Wooton le 28 Février 1767.

MADAME LA DUCHESSE,

Pardonnez mon importunité : je suis trop touché de la bonté que vous avez eue de me tirer de peine sur la santé de Mylord Maréchal, pour différer à vous en remercier. Je suis peu sensible à mille bons offices où ceux qui veulent me les rendre à toute force consultent plus leur goût que le mien. Mais les soins pareils à celui que vous avez bien voulu prendre en cette occasion, m’affectent véritablement & me trouveront toujours plein de reconnoissance. C’est aussi, Madame la duchesse, un sentiment qui sera joint désormais à tous ceux que vous m’avez inspirés.

Pour dire à présent un petit mot de botanique, voici l’échantillon d’une plante que j’ai trouvée attachée à un rocher, & qui peut-être vous est très-connue, mais que pour moi je ne connoissois point du tout.

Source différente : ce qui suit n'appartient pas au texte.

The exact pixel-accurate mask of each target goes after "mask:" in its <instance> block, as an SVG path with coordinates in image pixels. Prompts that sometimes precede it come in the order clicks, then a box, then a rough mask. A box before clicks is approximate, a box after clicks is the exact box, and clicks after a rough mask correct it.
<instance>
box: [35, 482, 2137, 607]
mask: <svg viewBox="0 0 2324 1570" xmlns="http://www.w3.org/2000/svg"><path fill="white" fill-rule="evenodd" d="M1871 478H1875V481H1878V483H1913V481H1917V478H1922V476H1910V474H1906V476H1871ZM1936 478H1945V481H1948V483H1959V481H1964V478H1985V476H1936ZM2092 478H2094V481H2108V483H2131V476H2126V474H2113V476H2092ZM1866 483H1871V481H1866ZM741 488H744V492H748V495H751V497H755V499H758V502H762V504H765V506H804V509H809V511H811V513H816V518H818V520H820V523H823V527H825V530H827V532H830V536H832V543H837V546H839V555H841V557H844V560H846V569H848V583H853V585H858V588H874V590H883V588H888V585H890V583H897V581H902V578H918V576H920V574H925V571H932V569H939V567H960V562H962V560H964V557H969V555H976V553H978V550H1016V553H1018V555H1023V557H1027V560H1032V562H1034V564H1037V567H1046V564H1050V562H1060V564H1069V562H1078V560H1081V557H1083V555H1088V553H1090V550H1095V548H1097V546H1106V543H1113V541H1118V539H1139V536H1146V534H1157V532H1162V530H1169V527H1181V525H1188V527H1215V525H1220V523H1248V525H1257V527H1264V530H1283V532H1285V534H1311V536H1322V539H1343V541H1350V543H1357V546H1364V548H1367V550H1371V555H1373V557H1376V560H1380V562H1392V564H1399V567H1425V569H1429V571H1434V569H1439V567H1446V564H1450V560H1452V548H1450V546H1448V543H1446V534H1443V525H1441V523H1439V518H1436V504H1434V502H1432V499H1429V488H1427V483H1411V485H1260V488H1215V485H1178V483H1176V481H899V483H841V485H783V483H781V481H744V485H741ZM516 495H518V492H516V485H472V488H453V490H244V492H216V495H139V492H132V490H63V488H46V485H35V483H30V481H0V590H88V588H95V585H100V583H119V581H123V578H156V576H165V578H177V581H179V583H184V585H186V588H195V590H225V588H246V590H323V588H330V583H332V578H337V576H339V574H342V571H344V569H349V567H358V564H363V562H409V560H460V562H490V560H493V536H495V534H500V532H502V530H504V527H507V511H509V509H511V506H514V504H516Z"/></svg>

Par sa figure & par sa fructification elle paroît appartenir aux fougeres, mais par sa substance & par sa nature, elle semble être de la famille des mousses. J’ai de trop mauvais yeux, un trop mauvais microscope & trop peu de savoir pour rien décider là-dessus. Il faut, Madame la duchesse, que vous acceptiez les hommages de mon ignorance & de ma bonne volonté ; c’est tout ce que je puis mettre de ma part dans notre correspondance, après le tribut de mon profond respect.